To make the predictions as precise as possible takes understanding the ecology not just of the place being studied, but also of the disease and the human population. "You see tremendous variations in different areas," says Ford of how diseases behave, and "in some sense, [that is due to] just difference in human behavior."
Judging the severity of avian flu's spread from satellite imaging, for instance, requires knowing how likely certain areas are to keep domestic chickens and ducks—a practice more common in countries that consume more poultry, Xiao explains. And getting precise poultry production statistics can be a real challenge, he notes, as record-keeping can vary greatly among countries and regions.
But Ford thinks that even with these limitations, "There's no reason at all we shouldn't be able to say, 'This summer is going to be a bad hantavirus year' or 'This season will likely have a high cholera risk.'"
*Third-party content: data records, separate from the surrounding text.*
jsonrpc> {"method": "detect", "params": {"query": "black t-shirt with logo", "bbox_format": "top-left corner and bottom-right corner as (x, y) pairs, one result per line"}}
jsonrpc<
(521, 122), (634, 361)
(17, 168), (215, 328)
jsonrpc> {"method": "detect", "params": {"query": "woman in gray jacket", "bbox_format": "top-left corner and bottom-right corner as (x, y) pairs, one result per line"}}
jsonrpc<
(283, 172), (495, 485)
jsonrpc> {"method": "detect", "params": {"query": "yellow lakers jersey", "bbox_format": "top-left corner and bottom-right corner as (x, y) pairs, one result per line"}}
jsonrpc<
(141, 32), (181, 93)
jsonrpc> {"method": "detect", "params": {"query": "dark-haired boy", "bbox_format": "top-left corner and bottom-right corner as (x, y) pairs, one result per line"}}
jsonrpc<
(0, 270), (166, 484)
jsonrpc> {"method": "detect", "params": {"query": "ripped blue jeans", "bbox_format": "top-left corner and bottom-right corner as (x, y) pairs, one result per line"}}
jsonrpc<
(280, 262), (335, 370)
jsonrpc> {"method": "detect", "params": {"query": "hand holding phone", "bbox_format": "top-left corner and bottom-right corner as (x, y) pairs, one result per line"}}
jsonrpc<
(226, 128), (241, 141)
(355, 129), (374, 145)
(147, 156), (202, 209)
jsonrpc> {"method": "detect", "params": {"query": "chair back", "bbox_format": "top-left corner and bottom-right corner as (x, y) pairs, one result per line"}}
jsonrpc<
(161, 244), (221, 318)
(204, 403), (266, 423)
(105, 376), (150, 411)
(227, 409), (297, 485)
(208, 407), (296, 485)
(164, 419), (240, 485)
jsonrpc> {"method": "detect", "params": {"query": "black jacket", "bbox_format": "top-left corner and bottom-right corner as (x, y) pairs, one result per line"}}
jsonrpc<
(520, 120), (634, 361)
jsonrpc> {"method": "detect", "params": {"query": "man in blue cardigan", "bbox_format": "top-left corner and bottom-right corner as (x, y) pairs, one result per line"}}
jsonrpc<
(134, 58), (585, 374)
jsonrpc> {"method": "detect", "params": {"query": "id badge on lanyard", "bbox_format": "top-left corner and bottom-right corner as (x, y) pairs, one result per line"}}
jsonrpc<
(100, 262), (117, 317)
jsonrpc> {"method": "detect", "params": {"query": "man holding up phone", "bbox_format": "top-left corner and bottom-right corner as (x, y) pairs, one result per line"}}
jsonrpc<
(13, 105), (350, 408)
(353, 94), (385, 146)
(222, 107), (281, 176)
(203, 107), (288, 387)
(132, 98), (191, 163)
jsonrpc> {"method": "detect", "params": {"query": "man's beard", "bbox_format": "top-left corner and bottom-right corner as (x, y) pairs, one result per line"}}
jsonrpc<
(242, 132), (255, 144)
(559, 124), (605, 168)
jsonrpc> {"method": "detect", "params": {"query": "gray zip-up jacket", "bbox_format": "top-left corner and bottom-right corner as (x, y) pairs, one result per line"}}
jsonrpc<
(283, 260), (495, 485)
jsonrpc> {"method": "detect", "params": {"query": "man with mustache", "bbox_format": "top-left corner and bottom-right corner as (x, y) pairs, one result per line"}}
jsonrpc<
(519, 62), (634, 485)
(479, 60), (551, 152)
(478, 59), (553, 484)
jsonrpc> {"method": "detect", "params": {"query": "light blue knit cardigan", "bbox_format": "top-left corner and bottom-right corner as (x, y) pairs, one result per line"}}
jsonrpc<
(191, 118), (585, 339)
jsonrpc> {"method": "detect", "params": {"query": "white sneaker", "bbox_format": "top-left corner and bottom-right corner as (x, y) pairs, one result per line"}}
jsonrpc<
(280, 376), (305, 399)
Novel or long-dormant diseases present more challenges for remote prediction. "Whether we can predict emerging diseases is a whole other question," Ford says, especially as their vectors or risk factors might take time to assess. And some diseases that spread among people might turn out to be nearly impossible to predict using satellite and environmental data beyond what researchers already know about seasonal cycles, like that for the seasonal flu. And, the nonseasonal H1N1 flu, for example, "is probably going to be more to do with human patterns [and] rapid transport between countries" than environmental changes that can be mapped, Ford says.
Predicting infectious diseases is a crucial step in curbing them, Ford notes. "With all our medical advances and our advances in sanitation…we still have not been able to grapple with diseases," he says. But he is hopeful for the future of satellite-based prediction—even as it becomes a greater necessity in a changing climate and globalized world. "There's really nowhere on the globe that a pathogen can really remain isolated," he says.